By Western standards, the Paleo-friendly elixir is chock-full of omega-3 fatty acids and vitamin D that boost energy, repair muscle tears and bone injuries, and improve muscle tone. No wonder Kobe and the rest of the Lakers team have incorporated it into their diets. “It’s special in that it’s so nutrient-dense,” says acupuncturist and herbalist Fawn Rangel. “You have to eat a lot of flaxseed to get the same amount of omega-3, and people are sometimes concerned about consuming fish because of the mercury levels. And bone broth is more bio-available, meaning the body can absorb it and use it a lot more efficiently.”

Unlike commonplace stock, which is cooked for a short period of time with vegetable fillers, bone broth typically simmers for up to 10 hours with more bones and fewer vegetables. The long cooking time helps extract the nutrients from the marrow and break down the white cartilage bits we usually toss. (On the spectrum of animals, beef bones contain the most marrow.)

Photo Courtesy of DETAILES magazine

It’s a staple at hole-in-the-wall Chinese eateries, but more glossy restaurants are catching on, too. You can now grab a cup at Belcampo in Los Angeles’ Grand Central Market or San Francisco’s Empero Taste. Online companies, like Bare Bones Broth and Wise Choice Market, have cropped up, too, offering broths made with the bones from organic, grass-fed, locally sourced animals.

But if you have the time (or a slow cooker), bone broth is cheap and easy to make. Just save leftover bones from dinner—raw or roasted will do—or ask your butcher, who’ll likely hand over bones for free. Check out the recipe below.

Bone Broth
Adapted from Ancient Wisdom, Modern Kitchen by Yuan Wang, Warren Shier and Mike Ono; makes 10 to 14 cups.

2 pounds of cooked of beef, lamb, or pork bones (organic is preferable)
1/2 cup rice wine or white wine (the acidic properties help extract the marrow)
16 cups water
1 medium-size carrot chopped into 1-inch pieces (optional)
1 medium-size onion chopped into 1-inch pieces
1 handful dry or fresh shitake mushrooms (to deepen flavor; optional)
8 to 10 dried Chinese dates, or jujubes (to combat fatigue and nourish blood; optional)
1/4 cup goji berries (to boost immune system and eye health; optional)
Fresh ginger (to aid digestion; optional)

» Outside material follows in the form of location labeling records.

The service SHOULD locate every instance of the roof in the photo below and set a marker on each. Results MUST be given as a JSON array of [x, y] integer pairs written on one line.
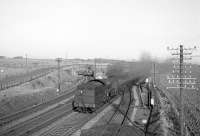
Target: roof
[[108, 130], [90, 85]]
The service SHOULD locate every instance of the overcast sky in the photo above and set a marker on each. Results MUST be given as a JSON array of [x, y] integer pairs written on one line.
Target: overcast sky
[[97, 28]]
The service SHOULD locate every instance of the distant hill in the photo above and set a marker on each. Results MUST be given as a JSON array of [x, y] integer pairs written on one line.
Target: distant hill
[[2, 57]]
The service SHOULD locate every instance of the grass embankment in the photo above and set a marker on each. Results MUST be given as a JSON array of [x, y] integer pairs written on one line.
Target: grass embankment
[[32, 93]]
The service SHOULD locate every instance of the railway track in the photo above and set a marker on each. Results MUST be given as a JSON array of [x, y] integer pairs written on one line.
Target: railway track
[[71, 125], [37, 123]]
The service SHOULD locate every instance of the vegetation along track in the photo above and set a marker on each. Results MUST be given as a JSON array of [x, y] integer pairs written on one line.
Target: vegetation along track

Place the bones, wine, water, vegetables, and additional toppings (if using) in a large pot. If the bones aren’t covered with liquid, add water until they are.
Bring to a boil, lower the heat, and simmer uncovered for 5 minutes. Skim off and discard any froth that rises to the top of the stock.
For beef bones, simmer covered for 8 to 10 hours; add more water if needed. For pork or lamb bones, simmer, covered for at least 2 hours.
Remove the bones, vegetables, and additional ingredients from the stock using a slotted spoon, a strainer, or a piece of cheesecloth.
Skim off any excess fat. Season the stock with salt if desired (or wait to add until you cook with the stock).
Drink a cup with sliced scallions (as many Chinese do) or use as a stew base. If you aren’t using the stock immediately, store in the fridge for 3 to 4 days or freeze in portioned, airtight containers for 1 to 2 months.